The same flag was hoisted on the English prizes, one of which, say the Admiralty records, as she came abreast of the town, had her keel knocked away upon the Gunnel. The latter is a dangerous sunken rock, which is yet unmarked by a buoy, though it has only eight feet of water over it at ebb tide.

In the large hall of Barton's house at Leith, on a bright and sunny morning, the prince was again seated at the table, where a grave and melancholy council had just been held on what should now be done to heal the dissensions which were likely to break out anew, as a cry "for vengeance on the king's murderers" was going throughout the land. The council had been broken up without a decision being found. The prince was pale, sad-eyed, and downcast, and left almost alone: for in the deep recesses of the hall windows, Angus, Home, Hailes, the Heritable Forester of Drum, and others, with many lords of the noble faction, were conversing, or gazing dreamily at sunlit river, and the ships which caine to anchor near the shore.

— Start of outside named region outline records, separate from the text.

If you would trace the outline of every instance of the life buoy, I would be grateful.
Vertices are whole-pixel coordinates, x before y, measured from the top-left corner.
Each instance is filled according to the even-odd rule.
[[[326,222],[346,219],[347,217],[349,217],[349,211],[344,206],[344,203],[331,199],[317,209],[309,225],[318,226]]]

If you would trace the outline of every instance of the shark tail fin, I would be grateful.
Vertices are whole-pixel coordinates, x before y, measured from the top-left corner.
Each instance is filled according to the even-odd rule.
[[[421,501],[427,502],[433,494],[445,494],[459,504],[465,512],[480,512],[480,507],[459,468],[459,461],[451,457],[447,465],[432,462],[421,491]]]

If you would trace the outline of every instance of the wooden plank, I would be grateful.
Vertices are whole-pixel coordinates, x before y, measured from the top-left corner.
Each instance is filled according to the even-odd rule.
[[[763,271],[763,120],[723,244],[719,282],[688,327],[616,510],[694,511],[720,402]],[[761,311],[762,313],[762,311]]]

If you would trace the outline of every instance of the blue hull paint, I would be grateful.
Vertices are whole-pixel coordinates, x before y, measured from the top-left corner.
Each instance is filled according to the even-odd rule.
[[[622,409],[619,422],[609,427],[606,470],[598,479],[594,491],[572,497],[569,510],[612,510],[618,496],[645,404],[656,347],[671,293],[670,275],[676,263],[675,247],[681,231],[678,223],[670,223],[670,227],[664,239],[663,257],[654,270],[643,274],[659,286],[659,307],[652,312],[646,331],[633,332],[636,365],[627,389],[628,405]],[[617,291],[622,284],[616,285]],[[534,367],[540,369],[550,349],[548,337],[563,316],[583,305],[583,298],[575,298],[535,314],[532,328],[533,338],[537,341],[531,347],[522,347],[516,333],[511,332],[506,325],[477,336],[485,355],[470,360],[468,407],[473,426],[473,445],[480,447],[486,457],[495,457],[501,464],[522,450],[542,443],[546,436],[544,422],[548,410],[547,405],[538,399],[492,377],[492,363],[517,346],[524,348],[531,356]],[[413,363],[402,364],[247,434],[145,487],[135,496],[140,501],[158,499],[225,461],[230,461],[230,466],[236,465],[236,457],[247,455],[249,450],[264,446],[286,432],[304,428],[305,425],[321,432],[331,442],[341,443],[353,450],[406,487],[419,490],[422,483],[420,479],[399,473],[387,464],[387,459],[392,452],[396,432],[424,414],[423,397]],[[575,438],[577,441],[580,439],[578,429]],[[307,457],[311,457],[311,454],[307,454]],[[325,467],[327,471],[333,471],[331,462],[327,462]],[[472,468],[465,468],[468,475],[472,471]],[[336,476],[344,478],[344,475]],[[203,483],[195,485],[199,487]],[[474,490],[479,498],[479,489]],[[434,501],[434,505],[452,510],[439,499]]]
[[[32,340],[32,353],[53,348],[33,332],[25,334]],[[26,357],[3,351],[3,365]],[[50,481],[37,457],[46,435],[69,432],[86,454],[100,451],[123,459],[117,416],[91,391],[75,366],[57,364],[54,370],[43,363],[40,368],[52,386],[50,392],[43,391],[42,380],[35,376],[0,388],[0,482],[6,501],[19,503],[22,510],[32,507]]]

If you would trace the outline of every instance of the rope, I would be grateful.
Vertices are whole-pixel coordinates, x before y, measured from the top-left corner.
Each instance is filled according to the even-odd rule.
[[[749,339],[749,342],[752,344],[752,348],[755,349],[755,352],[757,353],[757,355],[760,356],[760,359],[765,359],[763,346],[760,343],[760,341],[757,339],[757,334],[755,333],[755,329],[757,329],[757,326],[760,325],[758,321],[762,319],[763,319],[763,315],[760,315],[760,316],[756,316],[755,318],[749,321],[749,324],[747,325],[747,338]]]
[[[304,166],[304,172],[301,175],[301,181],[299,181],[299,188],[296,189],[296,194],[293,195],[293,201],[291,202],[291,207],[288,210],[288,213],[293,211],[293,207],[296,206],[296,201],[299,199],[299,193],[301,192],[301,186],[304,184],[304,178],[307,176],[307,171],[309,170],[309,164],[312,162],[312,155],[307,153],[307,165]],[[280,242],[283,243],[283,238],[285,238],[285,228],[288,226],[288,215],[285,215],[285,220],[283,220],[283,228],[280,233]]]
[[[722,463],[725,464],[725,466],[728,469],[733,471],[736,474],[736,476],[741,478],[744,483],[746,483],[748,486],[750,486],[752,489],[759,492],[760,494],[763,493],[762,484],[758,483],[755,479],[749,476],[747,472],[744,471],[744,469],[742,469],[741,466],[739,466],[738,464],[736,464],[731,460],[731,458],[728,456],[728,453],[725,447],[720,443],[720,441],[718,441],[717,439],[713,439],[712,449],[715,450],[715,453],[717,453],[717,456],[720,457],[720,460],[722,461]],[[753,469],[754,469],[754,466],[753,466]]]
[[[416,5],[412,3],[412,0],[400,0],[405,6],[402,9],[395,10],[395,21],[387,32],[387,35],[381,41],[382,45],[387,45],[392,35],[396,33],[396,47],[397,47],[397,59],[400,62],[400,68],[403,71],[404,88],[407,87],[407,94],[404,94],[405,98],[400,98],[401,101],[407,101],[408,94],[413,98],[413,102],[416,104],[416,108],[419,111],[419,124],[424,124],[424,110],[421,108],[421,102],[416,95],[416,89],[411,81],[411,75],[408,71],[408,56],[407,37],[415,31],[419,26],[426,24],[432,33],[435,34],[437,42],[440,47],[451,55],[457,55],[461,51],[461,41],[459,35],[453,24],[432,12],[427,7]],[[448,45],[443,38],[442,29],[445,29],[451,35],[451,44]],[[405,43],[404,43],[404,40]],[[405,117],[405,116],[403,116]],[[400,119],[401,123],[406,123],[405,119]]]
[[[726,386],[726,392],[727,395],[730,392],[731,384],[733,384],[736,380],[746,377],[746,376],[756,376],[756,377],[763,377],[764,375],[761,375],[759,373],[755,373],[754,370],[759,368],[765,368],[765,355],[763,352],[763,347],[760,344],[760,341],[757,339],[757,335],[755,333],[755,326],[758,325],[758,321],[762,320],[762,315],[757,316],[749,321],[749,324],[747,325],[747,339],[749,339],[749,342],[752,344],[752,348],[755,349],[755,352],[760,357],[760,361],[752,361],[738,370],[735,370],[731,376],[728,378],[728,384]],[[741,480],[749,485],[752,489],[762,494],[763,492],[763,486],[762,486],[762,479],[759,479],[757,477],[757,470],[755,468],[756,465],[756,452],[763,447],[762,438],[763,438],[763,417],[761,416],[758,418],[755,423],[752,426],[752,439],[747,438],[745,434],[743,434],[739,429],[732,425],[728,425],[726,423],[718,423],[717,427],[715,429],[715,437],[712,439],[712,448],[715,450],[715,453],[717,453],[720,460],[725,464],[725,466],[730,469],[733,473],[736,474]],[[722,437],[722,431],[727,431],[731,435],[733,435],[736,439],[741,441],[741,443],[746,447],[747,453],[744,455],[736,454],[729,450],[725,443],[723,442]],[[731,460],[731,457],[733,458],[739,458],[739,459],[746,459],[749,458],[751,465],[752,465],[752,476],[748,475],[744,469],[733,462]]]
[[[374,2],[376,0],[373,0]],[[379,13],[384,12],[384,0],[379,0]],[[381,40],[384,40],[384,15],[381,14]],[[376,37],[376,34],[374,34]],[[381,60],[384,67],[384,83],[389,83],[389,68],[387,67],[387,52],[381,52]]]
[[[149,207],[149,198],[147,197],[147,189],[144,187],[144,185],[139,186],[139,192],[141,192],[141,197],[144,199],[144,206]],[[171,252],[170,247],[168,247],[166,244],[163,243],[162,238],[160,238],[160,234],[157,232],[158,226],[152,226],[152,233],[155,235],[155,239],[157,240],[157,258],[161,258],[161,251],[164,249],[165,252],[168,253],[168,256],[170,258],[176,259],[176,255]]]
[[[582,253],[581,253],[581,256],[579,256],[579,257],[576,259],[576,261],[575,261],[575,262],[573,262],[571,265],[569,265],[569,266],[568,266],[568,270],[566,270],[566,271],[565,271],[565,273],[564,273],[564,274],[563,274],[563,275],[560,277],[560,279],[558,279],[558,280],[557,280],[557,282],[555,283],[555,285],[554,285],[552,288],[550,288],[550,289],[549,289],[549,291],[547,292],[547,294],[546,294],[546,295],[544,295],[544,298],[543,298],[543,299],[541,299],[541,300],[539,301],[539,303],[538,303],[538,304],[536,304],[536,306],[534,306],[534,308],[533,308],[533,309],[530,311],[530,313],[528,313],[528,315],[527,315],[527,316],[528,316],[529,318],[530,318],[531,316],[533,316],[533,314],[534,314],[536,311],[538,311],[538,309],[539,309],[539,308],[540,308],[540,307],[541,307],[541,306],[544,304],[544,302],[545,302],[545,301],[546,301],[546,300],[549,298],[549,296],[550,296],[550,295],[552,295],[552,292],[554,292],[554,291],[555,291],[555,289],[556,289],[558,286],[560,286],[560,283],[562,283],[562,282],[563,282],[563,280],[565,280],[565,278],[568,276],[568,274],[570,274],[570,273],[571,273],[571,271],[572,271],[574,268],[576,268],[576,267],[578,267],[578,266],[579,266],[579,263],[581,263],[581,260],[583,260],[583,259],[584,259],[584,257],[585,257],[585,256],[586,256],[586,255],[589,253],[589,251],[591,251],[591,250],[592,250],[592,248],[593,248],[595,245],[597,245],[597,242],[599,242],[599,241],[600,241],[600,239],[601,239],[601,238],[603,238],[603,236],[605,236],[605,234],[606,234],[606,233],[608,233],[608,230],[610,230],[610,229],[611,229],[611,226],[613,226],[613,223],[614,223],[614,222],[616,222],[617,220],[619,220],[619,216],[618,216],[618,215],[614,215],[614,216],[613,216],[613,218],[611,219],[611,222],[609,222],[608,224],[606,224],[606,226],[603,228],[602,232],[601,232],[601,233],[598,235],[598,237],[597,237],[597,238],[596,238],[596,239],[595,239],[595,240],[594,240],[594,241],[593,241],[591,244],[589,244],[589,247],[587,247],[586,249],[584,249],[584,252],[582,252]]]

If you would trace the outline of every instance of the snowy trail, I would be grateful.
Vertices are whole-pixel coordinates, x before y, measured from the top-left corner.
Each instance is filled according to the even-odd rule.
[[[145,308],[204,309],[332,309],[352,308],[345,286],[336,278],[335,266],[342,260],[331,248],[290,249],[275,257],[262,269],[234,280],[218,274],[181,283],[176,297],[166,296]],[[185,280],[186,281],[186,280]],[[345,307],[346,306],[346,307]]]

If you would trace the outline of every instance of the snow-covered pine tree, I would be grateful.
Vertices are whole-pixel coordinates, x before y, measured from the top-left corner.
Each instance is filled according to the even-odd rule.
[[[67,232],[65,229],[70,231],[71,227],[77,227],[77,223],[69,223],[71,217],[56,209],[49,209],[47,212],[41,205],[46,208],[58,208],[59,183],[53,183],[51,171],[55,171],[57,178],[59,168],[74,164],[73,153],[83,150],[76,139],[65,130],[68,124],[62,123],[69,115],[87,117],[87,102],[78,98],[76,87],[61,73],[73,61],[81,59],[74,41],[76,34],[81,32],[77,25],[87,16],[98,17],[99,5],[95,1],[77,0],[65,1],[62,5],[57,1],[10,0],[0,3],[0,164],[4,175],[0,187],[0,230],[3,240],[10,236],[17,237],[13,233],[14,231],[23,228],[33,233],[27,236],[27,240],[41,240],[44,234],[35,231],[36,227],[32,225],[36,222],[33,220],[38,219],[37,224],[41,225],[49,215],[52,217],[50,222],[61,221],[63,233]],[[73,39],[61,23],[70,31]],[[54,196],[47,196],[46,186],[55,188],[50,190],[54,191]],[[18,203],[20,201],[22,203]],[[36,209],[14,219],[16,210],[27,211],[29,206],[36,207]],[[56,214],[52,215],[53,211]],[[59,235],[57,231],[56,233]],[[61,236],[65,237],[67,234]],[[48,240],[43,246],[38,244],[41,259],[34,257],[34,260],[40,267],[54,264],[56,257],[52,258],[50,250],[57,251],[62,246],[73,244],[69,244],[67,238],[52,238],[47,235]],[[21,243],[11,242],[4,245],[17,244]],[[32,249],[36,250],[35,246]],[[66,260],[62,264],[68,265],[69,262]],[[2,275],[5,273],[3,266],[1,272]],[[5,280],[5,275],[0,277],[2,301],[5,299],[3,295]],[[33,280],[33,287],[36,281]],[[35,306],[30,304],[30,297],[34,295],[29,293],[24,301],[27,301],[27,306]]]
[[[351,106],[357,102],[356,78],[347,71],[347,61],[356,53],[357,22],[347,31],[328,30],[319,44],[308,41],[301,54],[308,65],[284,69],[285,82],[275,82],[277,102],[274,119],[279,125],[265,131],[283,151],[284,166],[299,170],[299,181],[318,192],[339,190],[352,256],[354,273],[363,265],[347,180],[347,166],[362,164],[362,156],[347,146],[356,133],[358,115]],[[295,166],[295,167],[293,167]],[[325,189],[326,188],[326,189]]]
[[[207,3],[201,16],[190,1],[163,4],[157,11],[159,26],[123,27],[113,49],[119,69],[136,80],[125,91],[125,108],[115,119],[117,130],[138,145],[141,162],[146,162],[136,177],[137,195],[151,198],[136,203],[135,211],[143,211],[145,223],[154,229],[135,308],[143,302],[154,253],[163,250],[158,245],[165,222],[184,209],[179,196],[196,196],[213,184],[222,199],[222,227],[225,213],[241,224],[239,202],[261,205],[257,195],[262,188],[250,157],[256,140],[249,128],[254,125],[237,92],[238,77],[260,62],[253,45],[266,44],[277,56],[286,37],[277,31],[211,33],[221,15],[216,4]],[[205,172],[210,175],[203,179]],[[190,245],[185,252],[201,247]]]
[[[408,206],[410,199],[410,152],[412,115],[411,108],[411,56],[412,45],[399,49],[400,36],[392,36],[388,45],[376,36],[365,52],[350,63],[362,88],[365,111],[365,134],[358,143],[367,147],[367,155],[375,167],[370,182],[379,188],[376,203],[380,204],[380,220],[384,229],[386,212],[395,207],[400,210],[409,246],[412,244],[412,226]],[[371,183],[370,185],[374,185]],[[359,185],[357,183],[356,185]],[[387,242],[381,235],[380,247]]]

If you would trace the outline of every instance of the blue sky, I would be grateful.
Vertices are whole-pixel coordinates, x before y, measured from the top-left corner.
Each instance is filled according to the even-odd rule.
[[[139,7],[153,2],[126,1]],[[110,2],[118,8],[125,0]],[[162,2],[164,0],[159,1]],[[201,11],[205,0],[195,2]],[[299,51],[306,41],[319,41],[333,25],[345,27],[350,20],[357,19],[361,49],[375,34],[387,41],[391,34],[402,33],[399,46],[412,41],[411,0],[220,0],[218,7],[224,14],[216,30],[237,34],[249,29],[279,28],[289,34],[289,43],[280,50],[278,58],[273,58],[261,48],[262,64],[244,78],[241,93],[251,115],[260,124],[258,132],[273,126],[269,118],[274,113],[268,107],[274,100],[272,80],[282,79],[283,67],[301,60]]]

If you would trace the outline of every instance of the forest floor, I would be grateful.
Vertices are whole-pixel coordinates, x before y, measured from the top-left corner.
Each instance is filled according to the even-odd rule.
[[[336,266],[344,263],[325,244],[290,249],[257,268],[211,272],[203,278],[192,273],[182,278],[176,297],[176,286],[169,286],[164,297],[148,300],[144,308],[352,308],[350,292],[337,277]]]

Sir Patrick Gray of Kyneff had retired to the Castle of Broughty; Sir James Shaw of Sauchie had repaired to his fortress of Stirling, and Sir William Stirling of the Keir, animated by the same wisdom and prudence, had retreated to some fastness in the Highlands of Perthshire; while their worthy compatriot, Hew Borthwick—though as yet unsuspected and unknown—had concealed himself in Berwick, which was then garrisoned by English troops, and had been so since its betrayal by Alexander Duke of Albany, who was then an exile in France.

Above the prince's chair was a coat of the royal arms, in which the chains of the unicorns were represented loose, as we may still see them.